After I filled the tank, I hugged him again and drove home. A quick walk with Bob and we were both back on the couch, me in sweats and Bob in black fur, watching an episode of Monk and finally trying to finish an atmospheric 1942 Val Lewton film about Satanists in Greenwich Village. It was my fifth attempt to make it through the whole film and I still don’t know its conclusion. I woke up around 4am with a mashed face and I dragged Bob to bed with me where we would be until 10am when we crawled out of it.
I went candy shopping for my office and found the grocery stores in the city woefully incomplete compared to the food palaces of Los Angeles. It’s always been a conscious habit to have available candy in my office for passersby or visiting guests. It makes people want to come in and talk, and in those moments, many things can be accomplished. I came home loaded with bags of Starburst, Hershey’s Kisses, and Classic Caramels.
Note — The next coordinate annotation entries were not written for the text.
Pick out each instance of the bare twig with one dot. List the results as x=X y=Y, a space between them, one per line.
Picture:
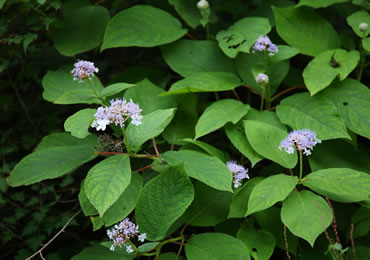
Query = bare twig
x=39 y=252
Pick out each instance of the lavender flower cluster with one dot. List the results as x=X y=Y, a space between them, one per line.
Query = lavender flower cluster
x=264 y=43
x=123 y=232
x=83 y=69
x=301 y=140
x=239 y=173
x=118 y=113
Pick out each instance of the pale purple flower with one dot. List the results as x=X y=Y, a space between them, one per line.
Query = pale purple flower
x=117 y=113
x=264 y=43
x=83 y=69
x=301 y=140
x=123 y=232
x=239 y=173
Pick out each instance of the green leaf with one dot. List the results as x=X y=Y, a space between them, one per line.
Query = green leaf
x=209 y=207
x=151 y=126
x=265 y=140
x=239 y=203
x=59 y=87
x=319 y=3
x=303 y=29
x=78 y=123
x=107 y=180
x=218 y=114
x=191 y=57
x=216 y=246
x=143 y=26
x=340 y=184
x=207 y=169
x=147 y=95
x=352 y=100
x=115 y=89
x=316 y=113
x=325 y=67
x=206 y=82
x=83 y=30
x=123 y=206
x=339 y=154
x=355 y=19
x=51 y=162
x=236 y=135
x=269 y=191
x=162 y=201
x=260 y=243
x=306 y=215
x=242 y=35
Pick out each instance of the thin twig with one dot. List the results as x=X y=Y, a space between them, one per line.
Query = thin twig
x=54 y=237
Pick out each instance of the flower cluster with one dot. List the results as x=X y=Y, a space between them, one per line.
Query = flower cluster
x=83 y=69
x=118 y=113
x=301 y=140
x=239 y=173
x=123 y=232
x=264 y=43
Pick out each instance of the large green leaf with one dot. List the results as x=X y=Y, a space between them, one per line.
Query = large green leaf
x=265 y=140
x=326 y=66
x=218 y=114
x=78 y=123
x=207 y=169
x=141 y=25
x=340 y=184
x=107 y=180
x=316 y=113
x=352 y=100
x=191 y=57
x=303 y=29
x=260 y=243
x=355 y=19
x=269 y=191
x=209 y=208
x=83 y=30
x=236 y=135
x=216 y=246
x=151 y=126
x=242 y=35
x=162 y=201
x=306 y=215
x=60 y=88
x=51 y=162
x=206 y=82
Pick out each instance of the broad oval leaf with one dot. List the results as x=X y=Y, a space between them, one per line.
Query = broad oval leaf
x=340 y=184
x=51 y=161
x=151 y=126
x=218 y=114
x=107 y=180
x=162 y=201
x=316 y=113
x=78 y=123
x=207 y=169
x=191 y=57
x=141 y=25
x=306 y=215
x=303 y=28
x=269 y=191
x=83 y=30
x=216 y=246
x=265 y=140
x=206 y=82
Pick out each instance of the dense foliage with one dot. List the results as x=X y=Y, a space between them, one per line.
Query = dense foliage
x=185 y=129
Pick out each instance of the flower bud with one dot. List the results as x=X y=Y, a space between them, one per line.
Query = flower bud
x=363 y=27
x=203 y=4
x=262 y=79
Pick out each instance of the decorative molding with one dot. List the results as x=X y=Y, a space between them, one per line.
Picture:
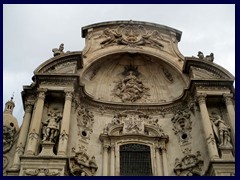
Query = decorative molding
x=190 y=165
x=168 y=75
x=9 y=133
x=85 y=121
x=33 y=135
x=82 y=165
x=182 y=126
x=42 y=172
x=131 y=88
x=131 y=36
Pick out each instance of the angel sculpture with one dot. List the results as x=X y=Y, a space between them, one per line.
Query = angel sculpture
x=221 y=130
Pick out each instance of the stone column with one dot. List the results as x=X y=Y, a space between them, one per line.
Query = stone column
x=231 y=113
x=33 y=136
x=21 y=143
x=207 y=127
x=105 y=160
x=112 y=155
x=164 y=159
x=63 y=138
x=158 y=162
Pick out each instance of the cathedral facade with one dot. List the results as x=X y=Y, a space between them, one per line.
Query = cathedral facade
x=128 y=104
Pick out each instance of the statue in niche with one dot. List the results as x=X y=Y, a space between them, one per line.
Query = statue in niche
x=51 y=127
x=130 y=88
x=8 y=137
x=221 y=130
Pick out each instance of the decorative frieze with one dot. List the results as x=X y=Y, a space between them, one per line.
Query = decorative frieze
x=190 y=165
x=41 y=172
x=132 y=36
x=131 y=88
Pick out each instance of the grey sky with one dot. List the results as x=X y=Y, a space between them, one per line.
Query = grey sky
x=31 y=31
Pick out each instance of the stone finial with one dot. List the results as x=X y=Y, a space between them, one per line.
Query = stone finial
x=209 y=58
x=58 y=51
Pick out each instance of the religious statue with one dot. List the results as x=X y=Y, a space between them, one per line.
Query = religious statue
x=58 y=51
x=221 y=130
x=51 y=127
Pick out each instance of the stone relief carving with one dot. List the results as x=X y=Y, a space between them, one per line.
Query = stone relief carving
x=42 y=172
x=190 y=165
x=132 y=36
x=51 y=127
x=221 y=130
x=168 y=75
x=82 y=165
x=85 y=120
x=8 y=137
x=58 y=51
x=68 y=67
x=209 y=58
x=131 y=88
x=134 y=122
x=182 y=126
x=203 y=73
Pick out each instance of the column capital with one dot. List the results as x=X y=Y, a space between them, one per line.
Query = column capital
x=201 y=98
x=228 y=98
x=41 y=93
x=28 y=106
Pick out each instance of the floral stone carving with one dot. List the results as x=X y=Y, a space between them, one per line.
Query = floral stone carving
x=190 y=165
x=8 y=137
x=132 y=36
x=134 y=122
x=182 y=126
x=131 y=88
x=85 y=120
x=82 y=165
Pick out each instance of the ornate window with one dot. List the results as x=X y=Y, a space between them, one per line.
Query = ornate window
x=135 y=160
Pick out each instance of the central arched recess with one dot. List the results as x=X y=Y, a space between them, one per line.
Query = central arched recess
x=160 y=81
x=135 y=160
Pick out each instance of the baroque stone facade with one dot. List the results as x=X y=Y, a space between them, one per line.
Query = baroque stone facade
x=129 y=104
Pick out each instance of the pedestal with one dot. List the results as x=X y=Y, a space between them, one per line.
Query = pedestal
x=47 y=149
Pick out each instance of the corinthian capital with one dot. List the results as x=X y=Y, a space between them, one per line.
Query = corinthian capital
x=228 y=98
x=201 y=98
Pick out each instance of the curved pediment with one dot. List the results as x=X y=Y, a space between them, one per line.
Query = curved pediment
x=133 y=78
x=202 y=69
x=66 y=63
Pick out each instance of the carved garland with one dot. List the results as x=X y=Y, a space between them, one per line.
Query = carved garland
x=131 y=36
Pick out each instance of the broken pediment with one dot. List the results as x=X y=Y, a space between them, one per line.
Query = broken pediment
x=200 y=73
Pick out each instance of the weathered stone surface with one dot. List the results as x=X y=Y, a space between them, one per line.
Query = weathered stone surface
x=129 y=86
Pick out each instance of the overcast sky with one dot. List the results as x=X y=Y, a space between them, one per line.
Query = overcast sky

Today the city is intoxicated with warm weather and bright blue skies that make the fall colors pop out in a way unfamiliar to the California scrub. I gathered up Bob and we drove to a nearby city park filled with black men in various stages of intoxication and camaraderie. I brought On Writing by Stephen King and a Popeye’s Po-Boy. We nestled under an old oak tree, trees from my childhood, and sat on the cushion of its fallen leaves. I read while Bob spiraled around in an increasingly large circle until he came back to me and plopped down.
I sat there, reading of King’s early struggles as a writer, and I reached over to dig my fingers into Bob’s short thick hair. In that instant, I felt content. The warm autumn air made me smile on the inside and looking over at Bob’s snoring lump on the pile of leaves turned me downright giddy.